Charles Ryan: So should we be doing that in clinical trials moving forward for CRPC? Should we stratify by low, intermediate, or high risk when we develop a trial?

Susan Halabi: Well actually, that's a very good question, and I think it is definitely recommended to do that. A lot of the trials we have used this model, for instance for the A031201, we have used the prognostic groups as a stratification value in the randomization. And when you do that, what you're doing is you're assuring that the distribution of the patients across the risk groups is balanced between the arms so you don't have to worry about imbalances and prognostic factors.

I guess the main advantage, and this is often a question raised by clinicians, why would I use a model as opposed to using one variable. Well, the main advantage of using the model, you're factoring all these variables together so you don't have to worry to bring in eight certification variables in your randomization, which will not be feasible. Whereas when you look at risk group, you're only introducing one variable in your stratification.

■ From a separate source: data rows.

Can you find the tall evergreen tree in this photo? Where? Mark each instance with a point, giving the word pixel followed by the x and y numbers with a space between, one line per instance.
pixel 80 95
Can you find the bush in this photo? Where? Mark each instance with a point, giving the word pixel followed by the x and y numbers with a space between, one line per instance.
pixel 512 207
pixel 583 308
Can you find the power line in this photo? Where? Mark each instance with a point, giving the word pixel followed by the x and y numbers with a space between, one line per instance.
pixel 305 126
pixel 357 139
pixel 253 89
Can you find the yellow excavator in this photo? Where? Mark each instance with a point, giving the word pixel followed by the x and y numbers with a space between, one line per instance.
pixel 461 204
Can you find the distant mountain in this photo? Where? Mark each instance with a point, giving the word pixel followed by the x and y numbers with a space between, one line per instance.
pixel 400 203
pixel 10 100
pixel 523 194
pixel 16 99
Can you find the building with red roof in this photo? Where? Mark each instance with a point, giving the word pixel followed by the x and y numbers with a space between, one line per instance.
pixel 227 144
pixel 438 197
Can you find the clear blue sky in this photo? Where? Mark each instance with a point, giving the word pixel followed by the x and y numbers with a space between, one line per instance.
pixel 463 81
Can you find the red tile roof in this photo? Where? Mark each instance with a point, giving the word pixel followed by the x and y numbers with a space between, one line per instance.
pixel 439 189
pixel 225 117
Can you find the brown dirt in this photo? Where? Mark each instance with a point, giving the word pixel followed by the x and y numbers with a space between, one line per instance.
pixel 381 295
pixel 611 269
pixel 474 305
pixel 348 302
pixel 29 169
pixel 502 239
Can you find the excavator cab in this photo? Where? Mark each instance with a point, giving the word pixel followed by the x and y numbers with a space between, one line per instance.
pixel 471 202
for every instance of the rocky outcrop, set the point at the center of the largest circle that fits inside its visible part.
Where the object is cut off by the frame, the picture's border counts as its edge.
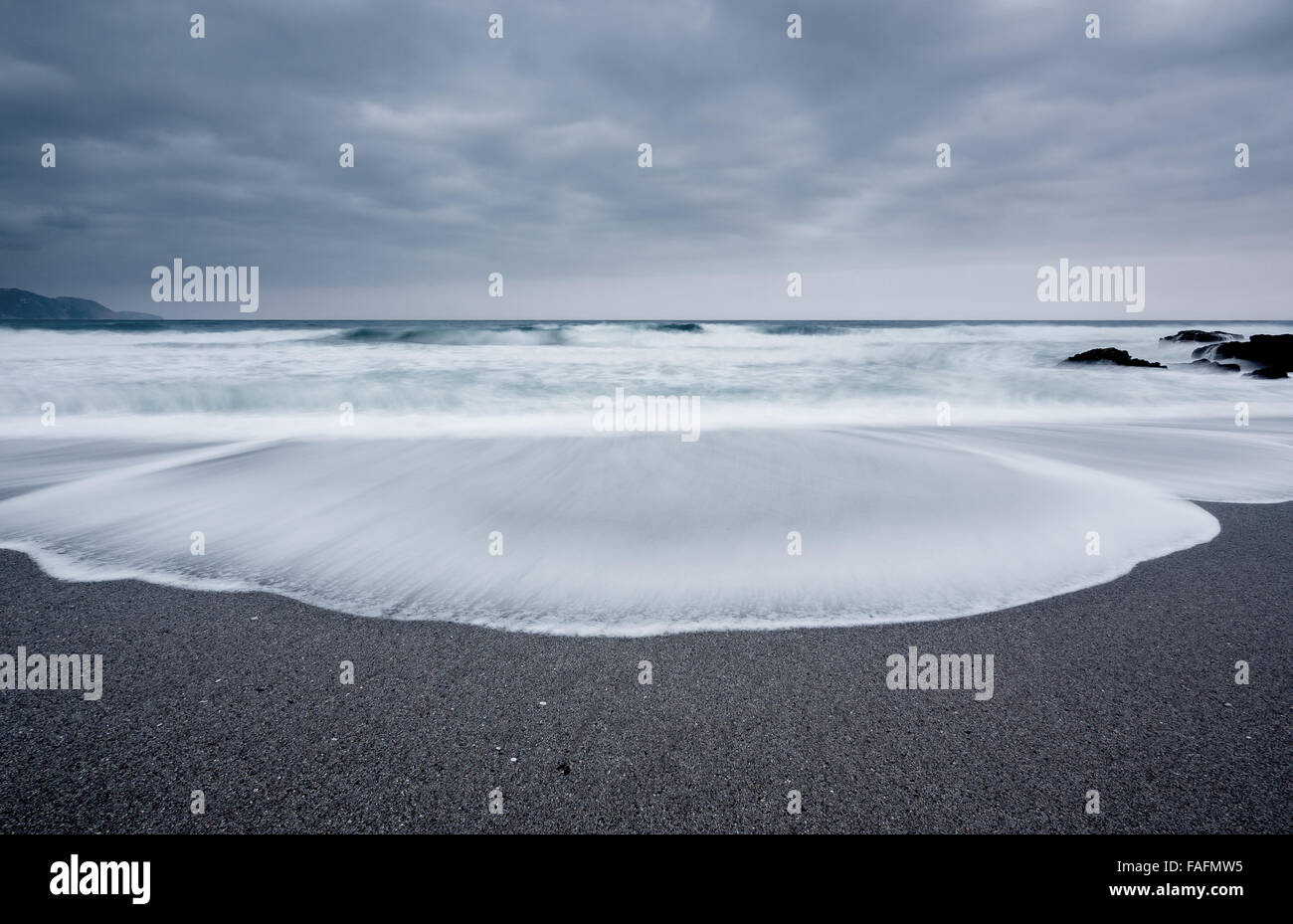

Charles Ryan: Well, as I say, when I give lectures in the community or to trainees, I show your model and I have a slide that says what's the prognosis. And I show the variability of the prognosis for a patient in CRPC because I think a lot of clinicians underappreciate the spectrum of prognosis that you've shown that does exist in CRPC. And while clinical trial development is one thing, for the clinicians who are watching this, my sort of take-home lesson is that you should be monitoring these variables. That's the point. I think a lot of the physicians may not routinely monitor them because I say, if a patient's PSA is going up a little bit but their alkaline phosphatase is going up, those things work in concert to make the prognostic model more adverse for that patient. So it's an open question as to how this should be used in a daily clinical setting, but I think we should be collecting that data and putting that into our sort of mental framework as we make decisions for the patient.

Susan Halabi: I totally agree with you. I think one ... another maybe suggestion for how people may use it is how you want to treat your patients. So if you run the model at baseline and you find that the patient is high risk, you may need to treat them more aggressively than someone who is low risk. But again, I think even though this model is very robust and doing well, I think there is definitely the need to do better than the .75. It will have been nice to develop a new model where we can eliminate the variability and bring in the area under the curve up to about maybe higher than .80, maybe 0.85 or higher.

Charles Ryan: That'll be good for us in terms of counseling our patients, it'll be good for the patients, and it'll be good for designing clinical trials that really get answers faster and more accurately. So I want to thank you for that work. Thank you for sitting down with me. It's always a pleasure. And congratulations on getting this moving forward.

Susan Halabi: Thank you very much. It's my pleasure, Dr. Ryan, as always. Thank you.